Now that the researchers have identified the NPAS4–NuA4 complex and laid out the basics of what it does, they see many future directions for their work. Pollina is interested in taking a broader view, by exploring how the mechanism varies across longer- and shorter-lived species. She also wants to investigate whether there are other mechanisms of DNA repair—in neurons and in other cells—and how those mechanisms work and in what contexts they’re used.
“I think it opens up the idea that all cell types in the body probably specialize their repair mechanisms depending on their life span, the kinds of stimuli they see, and their transcriptional activity,” Pollina said. “There are likely many mechanisms of activity-dependent genome protection that we have yet to discover.”
Greenberg is eager to delve deeper into the details of the mechanism to understand what each protein in the complex is doing, what other molecules are involved, and how exactly the repair process is carried out. A next step, he suggested, is replicating their murine results in human neurons. This work that is already underway in his lab. “I think there’s tantalizing evidence that this is relevant to humans, but we haven’t yet looked in human brains for sites and damage.” Greenberg said. “It may turn out that this mechanism is even more prevalent in the human brain, where you have so much more time for these breaks to occur and for DNA to be repaired.”

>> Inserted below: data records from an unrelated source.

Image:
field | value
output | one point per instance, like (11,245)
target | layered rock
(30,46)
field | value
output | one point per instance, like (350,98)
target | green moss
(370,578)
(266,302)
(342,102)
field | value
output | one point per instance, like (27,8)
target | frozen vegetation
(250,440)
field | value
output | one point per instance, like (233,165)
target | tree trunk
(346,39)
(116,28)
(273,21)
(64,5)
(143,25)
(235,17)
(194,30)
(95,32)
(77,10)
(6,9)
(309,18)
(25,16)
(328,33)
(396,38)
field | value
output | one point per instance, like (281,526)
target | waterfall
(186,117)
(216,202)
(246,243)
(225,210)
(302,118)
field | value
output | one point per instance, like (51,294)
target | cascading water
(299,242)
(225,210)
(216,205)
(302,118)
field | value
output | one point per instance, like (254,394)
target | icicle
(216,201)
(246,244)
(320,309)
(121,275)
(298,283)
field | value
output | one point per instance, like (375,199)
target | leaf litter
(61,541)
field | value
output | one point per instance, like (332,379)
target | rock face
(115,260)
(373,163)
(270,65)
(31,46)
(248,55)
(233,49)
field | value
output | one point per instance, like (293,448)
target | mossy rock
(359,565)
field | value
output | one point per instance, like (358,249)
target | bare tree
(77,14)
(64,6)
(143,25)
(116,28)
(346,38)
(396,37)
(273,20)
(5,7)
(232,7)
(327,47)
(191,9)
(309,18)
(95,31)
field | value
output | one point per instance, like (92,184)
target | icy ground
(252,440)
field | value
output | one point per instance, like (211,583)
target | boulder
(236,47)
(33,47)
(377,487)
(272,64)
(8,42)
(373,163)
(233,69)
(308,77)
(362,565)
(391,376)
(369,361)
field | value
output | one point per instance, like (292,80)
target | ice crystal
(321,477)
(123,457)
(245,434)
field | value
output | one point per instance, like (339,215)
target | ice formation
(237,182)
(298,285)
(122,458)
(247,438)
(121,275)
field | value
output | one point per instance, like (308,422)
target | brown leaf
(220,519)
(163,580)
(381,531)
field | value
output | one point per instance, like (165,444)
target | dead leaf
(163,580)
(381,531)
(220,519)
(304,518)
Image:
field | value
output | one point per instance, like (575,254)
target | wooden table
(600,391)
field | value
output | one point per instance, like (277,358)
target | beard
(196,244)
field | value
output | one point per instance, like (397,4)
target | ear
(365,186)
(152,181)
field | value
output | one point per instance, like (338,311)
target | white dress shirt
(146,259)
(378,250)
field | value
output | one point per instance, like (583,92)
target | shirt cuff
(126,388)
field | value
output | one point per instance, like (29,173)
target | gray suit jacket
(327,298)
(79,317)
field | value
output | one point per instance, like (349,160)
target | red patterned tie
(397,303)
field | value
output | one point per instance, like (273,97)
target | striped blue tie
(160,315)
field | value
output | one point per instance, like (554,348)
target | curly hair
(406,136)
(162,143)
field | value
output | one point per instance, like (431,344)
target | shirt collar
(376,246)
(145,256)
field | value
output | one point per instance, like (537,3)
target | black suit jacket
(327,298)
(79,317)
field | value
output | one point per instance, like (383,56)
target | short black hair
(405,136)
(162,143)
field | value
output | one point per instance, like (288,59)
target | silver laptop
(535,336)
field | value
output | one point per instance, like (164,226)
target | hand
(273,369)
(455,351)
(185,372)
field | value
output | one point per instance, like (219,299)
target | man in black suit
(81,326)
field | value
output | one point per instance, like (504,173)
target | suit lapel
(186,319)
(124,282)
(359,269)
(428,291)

If reaffirmed in humans, the findings could provide insight into how and why neurons break down as we age and when we develop neurodegenerative diseases such as Alzheimer’s. “Together, these findings identify a neuronal-specific complex that couples neuronal activity directly to genome preservation, the disruption of which may contribute to developmental disorders, neurodegeneration and aging,” they wrote. Interestingly, they further noted, “… mutations in several components of the NuA4 complex are reported to lead to neurodevelopmental and autism spectrum disorders.”
The reported discoveries could in addition help scientists develop strategies to protect other regions of the neuronal genome that are prone to damage or to treat disorders in which DNA repair in neurons goes awry.